04I — Unprotected non-PHF re-served
This is the lower-risk cousin of re-serving spoilable food: it covers unwrapped food that does not need refrigeration, like a bread basket or loose crackers, being sent back out after it sat on a customer's table. It still carries other people's germs, so it cannot be reused even though it will not spoil. The inspector watches the service flow and asks staff how table returns are handled. Only individually wrapped items that were never opened may go back out.

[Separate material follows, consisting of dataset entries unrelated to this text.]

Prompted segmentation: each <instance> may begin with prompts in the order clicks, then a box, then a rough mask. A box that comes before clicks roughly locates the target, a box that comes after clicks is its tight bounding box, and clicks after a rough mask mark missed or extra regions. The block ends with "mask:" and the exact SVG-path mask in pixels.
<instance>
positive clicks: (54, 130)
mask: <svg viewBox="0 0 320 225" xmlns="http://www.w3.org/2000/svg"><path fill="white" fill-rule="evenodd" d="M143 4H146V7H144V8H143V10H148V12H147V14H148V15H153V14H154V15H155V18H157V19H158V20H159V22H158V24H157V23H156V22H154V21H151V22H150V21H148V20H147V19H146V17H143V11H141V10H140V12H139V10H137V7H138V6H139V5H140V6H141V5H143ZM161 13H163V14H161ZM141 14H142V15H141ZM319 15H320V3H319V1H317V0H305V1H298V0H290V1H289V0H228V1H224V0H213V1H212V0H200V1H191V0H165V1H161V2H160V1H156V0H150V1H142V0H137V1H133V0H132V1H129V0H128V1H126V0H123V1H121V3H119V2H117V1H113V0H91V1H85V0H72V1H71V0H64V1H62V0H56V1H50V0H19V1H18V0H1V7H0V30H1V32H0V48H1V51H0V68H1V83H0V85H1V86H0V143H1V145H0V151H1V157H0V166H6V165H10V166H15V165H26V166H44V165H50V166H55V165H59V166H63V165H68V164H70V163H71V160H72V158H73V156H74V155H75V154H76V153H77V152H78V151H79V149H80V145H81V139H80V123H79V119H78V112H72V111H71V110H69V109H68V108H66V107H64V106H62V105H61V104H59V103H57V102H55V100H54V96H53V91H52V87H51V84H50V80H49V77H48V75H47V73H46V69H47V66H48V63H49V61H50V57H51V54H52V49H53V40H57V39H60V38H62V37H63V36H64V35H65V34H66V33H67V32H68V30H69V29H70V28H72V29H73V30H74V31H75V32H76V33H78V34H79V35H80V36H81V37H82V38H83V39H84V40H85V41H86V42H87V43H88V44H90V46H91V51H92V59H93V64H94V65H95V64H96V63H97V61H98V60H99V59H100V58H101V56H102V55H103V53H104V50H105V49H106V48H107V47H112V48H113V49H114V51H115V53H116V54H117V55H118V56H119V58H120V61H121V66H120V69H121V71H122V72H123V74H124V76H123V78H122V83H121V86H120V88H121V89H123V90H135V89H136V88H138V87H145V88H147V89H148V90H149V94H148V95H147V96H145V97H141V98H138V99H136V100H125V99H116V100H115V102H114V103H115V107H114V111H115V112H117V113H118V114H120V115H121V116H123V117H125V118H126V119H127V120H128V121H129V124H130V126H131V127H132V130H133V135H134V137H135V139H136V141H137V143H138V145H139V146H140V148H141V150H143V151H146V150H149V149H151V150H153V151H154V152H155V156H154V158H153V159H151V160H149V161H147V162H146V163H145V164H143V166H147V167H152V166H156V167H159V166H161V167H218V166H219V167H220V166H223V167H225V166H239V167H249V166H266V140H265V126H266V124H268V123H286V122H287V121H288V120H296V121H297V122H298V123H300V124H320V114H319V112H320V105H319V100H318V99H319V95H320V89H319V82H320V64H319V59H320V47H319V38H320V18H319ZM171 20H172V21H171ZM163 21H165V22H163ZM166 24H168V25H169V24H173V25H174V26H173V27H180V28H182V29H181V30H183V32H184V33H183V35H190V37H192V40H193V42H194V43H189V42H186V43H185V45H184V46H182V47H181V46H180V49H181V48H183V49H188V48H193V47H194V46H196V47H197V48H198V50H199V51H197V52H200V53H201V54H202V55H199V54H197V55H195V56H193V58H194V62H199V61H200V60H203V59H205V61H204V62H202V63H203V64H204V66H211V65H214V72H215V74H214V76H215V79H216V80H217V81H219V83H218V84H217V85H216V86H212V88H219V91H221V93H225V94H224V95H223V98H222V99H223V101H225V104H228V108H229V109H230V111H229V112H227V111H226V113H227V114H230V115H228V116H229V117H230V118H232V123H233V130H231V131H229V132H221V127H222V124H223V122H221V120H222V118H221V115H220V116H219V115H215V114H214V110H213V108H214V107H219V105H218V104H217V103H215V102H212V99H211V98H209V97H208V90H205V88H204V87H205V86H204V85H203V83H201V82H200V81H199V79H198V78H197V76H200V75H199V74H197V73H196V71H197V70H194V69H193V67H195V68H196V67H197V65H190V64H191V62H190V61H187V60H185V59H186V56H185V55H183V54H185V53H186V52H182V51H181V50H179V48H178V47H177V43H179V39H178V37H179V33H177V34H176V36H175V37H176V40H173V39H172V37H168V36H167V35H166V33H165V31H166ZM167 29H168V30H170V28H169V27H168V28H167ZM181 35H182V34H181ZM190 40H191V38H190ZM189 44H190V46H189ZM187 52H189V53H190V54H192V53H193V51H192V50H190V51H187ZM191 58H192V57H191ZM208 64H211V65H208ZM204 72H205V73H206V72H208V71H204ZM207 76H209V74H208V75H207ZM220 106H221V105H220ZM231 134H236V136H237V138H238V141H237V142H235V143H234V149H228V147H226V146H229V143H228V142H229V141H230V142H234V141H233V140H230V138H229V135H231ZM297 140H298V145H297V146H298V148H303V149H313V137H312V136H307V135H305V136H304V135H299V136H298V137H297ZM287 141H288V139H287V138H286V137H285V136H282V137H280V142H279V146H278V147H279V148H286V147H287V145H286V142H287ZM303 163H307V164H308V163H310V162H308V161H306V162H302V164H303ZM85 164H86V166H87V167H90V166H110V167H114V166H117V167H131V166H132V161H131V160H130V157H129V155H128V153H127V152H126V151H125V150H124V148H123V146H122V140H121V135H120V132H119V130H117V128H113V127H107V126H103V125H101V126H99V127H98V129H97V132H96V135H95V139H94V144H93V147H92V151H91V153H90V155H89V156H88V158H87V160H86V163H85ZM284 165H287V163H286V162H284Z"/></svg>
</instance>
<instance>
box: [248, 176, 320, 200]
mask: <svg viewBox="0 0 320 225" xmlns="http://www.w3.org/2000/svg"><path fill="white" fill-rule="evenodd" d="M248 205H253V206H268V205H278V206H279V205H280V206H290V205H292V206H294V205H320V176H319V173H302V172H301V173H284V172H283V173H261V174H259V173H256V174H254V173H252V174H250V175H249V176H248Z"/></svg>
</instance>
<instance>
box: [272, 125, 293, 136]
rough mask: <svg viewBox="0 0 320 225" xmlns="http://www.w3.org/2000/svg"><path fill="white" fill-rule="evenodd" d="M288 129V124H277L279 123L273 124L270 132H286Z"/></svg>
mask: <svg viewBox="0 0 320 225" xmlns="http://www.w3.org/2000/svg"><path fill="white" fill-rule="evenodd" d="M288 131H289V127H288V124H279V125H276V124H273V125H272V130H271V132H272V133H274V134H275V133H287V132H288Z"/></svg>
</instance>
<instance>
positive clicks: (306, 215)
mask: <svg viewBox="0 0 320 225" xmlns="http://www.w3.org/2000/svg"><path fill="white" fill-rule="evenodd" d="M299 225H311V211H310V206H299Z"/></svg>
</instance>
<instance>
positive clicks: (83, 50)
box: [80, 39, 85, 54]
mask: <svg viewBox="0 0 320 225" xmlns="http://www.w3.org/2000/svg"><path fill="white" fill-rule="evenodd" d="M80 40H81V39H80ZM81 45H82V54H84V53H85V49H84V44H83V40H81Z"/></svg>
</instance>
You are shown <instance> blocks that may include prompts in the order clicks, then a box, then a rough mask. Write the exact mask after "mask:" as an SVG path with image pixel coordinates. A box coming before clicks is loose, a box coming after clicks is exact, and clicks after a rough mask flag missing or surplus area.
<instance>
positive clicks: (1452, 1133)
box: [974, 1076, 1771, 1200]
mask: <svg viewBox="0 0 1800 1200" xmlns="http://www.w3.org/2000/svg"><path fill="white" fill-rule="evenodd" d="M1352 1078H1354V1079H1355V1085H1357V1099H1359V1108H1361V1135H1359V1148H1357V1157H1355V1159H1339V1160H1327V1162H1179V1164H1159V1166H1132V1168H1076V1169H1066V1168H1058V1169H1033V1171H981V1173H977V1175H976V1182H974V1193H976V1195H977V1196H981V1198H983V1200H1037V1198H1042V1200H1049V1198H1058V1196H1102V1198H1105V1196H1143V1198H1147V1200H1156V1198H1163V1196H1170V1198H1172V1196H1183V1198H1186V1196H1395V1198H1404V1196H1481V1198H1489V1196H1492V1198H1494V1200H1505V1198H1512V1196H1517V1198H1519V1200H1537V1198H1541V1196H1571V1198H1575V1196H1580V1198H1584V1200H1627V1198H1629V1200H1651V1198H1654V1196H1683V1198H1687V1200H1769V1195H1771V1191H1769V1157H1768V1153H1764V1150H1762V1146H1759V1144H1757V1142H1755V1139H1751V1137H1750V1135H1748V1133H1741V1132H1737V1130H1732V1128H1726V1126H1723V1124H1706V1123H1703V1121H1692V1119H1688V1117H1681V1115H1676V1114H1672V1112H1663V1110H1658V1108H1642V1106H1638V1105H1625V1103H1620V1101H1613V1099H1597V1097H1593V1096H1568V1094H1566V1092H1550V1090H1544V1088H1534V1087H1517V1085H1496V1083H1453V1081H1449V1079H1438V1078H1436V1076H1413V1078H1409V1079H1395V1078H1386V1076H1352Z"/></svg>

What the inspector looks for
Look at bread baskets, chips, crackers, and other unwrapped dry items coming back from tables: they must be thrown away, not put back out. Returning unwrapped food to the next guest fails.
Points & grade impact
Cited at 5 points — 5 / 6 / 7 / 8 by number of items across condition I-IV. NYC adds every cited violation’s points into one inspection score: 0–13 = A, 14–27 = B, 28+ = C.
How to fix it
Stop re-serving and discard any previously served, unprotected food.
How to prevent it
Do not re-serve food that has been on a customer's table; serve only individually wrapped condiments and items that can be reused safely.
- ✓Throw away any bread, chips, or unwrapped item that has been on a guest's table, even if it looks untouched.
- ✓Switch high-waste items like bread to per-order portions so less comes back.
- ✓Offer wrapped crackers or sealed packets where you want to be able to reuse the unopened ones.
- ✓Train servers that 'looks fine' does not matter — anything that went to a table is single-use.